Die Ansammlung von Glykosaminoglykanen beeinträchtigt den funktionellen Zustand verschiedener Systeme und Organe; da diese Substanzen das Bindegewebe infiltrieren, stellt eine systemische Skelettinfektion sowie eine Hemmung der Körperentwicklung eines der Hauptsymptome dar, insbesondere bei Typ I, IV und VI.
Bei den Symptomen der Mukopolysaccharidose fällt eine Wachstumsverzögerung auf, die gegen Ende des ersten Lebensjahres einsetzt. Zu den groben Merkmalen gehören: große Zunge, hängende Stirnpartie, Zahn- und Ohrenfehlstellungen sowie Hypertelorismus. Der Brustkorb ist deformiert; Kyphose der Wirbelsäule (Lenden- und Brustbereich) ist deutlich ausgeprägt.
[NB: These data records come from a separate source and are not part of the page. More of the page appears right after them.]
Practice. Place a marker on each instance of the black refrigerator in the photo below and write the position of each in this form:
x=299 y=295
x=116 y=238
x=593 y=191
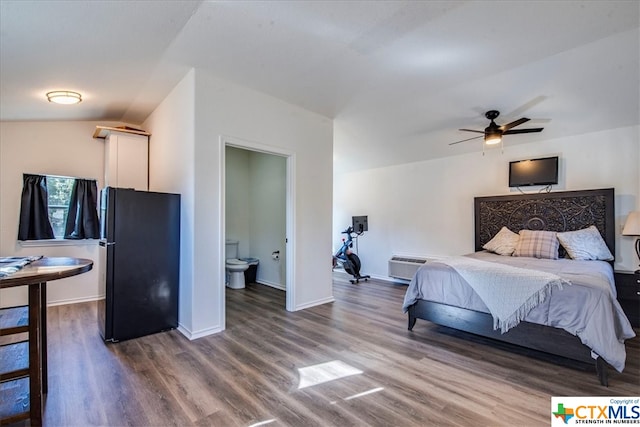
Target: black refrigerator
x=139 y=263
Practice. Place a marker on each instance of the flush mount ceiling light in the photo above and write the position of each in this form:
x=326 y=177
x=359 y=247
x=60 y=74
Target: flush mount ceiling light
x=64 y=97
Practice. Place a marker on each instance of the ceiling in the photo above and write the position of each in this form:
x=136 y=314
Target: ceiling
x=398 y=77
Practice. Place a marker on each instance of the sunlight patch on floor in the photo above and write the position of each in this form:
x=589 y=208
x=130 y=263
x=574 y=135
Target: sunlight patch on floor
x=325 y=372
x=364 y=393
x=265 y=422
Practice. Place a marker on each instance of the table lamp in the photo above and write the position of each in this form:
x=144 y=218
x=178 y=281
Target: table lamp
x=632 y=228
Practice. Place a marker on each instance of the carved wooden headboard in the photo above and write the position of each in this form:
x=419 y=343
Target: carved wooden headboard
x=557 y=211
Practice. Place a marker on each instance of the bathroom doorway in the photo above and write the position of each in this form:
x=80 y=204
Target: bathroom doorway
x=258 y=210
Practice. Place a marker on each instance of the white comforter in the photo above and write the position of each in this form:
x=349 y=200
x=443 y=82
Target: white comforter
x=587 y=308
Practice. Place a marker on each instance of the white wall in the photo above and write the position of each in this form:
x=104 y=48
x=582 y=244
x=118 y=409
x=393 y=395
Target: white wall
x=224 y=109
x=426 y=208
x=50 y=148
x=171 y=164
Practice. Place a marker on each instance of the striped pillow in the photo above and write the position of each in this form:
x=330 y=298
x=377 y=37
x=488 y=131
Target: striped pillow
x=537 y=244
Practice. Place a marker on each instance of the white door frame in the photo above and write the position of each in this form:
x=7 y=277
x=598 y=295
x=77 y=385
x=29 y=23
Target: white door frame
x=290 y=242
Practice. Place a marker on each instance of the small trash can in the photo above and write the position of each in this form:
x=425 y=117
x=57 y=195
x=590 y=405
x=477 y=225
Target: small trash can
x=251 y=272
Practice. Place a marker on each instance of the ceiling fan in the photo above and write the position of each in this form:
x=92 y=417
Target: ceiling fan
x=493 y=133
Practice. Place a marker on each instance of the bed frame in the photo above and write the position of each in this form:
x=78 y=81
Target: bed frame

Charakteristisch sind Hepatosplenomegalie, Inguinal- und Nabelhernien sowie eine Einschränkung der Gelenkbeweglichkeit.
Bei der radiologischen Untersuchung lassen sich „fischgrätenartige“ Wirbelkörper sowie eine frühzeitige Ossifikation des Okzipito-parietalen Nahtbereichs erkennen. Die Bildung der Ossifikationskerne ist dabei nicht gestört.
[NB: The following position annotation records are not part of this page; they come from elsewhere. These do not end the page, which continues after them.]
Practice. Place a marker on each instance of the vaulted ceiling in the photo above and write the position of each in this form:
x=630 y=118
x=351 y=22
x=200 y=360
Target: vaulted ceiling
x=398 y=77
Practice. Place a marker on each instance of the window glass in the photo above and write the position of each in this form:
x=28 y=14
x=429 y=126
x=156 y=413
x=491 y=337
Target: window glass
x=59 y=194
Zu den neurologischen Symptomen der Mukopolysaccharidose gehören allgemeine Bewegungsstörungen, die diffuse...
Muskelhypotonie. Für verschiedene Typen mukopolissacharidosa auch ist die Abschwächung des Gehörs und die Senkung des Intellekts charakteristisch.
Nach dem Grad der Ausprägung psychischer Symptome und Knochenveränderungen sowie nach der Geschwindigkeit des Fortschreitens der Austauschstörungen sind sieben Typen der Mukopolysaccharidose bekannt:
Die Diagnostik stützt sich auf die Durchführung von genealogischen, klinischen und biochemischen Untersuchungen.
Die Therapie erfolgt vorwiegend symptomatisch; dem Patienten werden Hormonpräparate (Prednisolon, Thyroxin, ACTH) zur Unterdrückung des Polysaccharidgehalts verabreicht. Bei der Behandlung werden zudem hohe Dosen von Wachstumshormonen sowie Präparate zur Normalisierung der Herzfunktion eingesetzt. Falls notwendig, können Zytostatika verordnet werden.
Eine spezifische Prophylaxe existiert nicht; erforderlich ist die pränatale Diagnostik zum Nachweis eines Enzymdefekts in Amniozyten.